Iron-ore exports from Sierra Leone may be unsafe because the moisture content of the steel-making commodity is too high, creating the risk some shipments may liquefy during transit, the London P&I Club said.
There’s no equipment in the West African country that can sample cargoes to check whether they exceed international moisture limits for safe transport, the club, a ship owners’ association that provides protection and indemnity insurance, said by e-mail today.
“Ships are being offered iron-ore cargoes for loading in Sierra Leone which are unsafe,” the club said, citing cases received from Brookes Bell LLP, a marine consultant it hired. “Limited local expertise and technology, together with poor communications, are exacerbating the problems.”

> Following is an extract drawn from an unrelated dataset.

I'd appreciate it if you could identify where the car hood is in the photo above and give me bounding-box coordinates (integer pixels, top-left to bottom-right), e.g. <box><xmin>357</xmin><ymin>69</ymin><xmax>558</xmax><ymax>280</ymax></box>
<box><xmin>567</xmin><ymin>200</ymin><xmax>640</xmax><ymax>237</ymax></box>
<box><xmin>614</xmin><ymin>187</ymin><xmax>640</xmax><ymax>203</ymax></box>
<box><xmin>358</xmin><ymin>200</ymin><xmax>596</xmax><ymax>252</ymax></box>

Dry-bulk commodities with excessive moisture content can liquefy and turn to slurry during voyages, causing vessels to capsize. A total of 66 seafarers between December 2010 and February 2012 died after vessels sank after cargoes of nickel-ore liquefied, according to the London-based International Association of Dry Cargo Shipowners.
Two shippers have resumed exports of iron ore after a 10-year civil war ended, the London Club said. Surveyors had to use the oven in the ship’s galley in one case to try and determine the moisture content of one cargo, it said.
China imported 609,136 metric tons of iron ore worth $64.4 million from Sierra Leone last month, according to Customs data compiled by Bloomberg.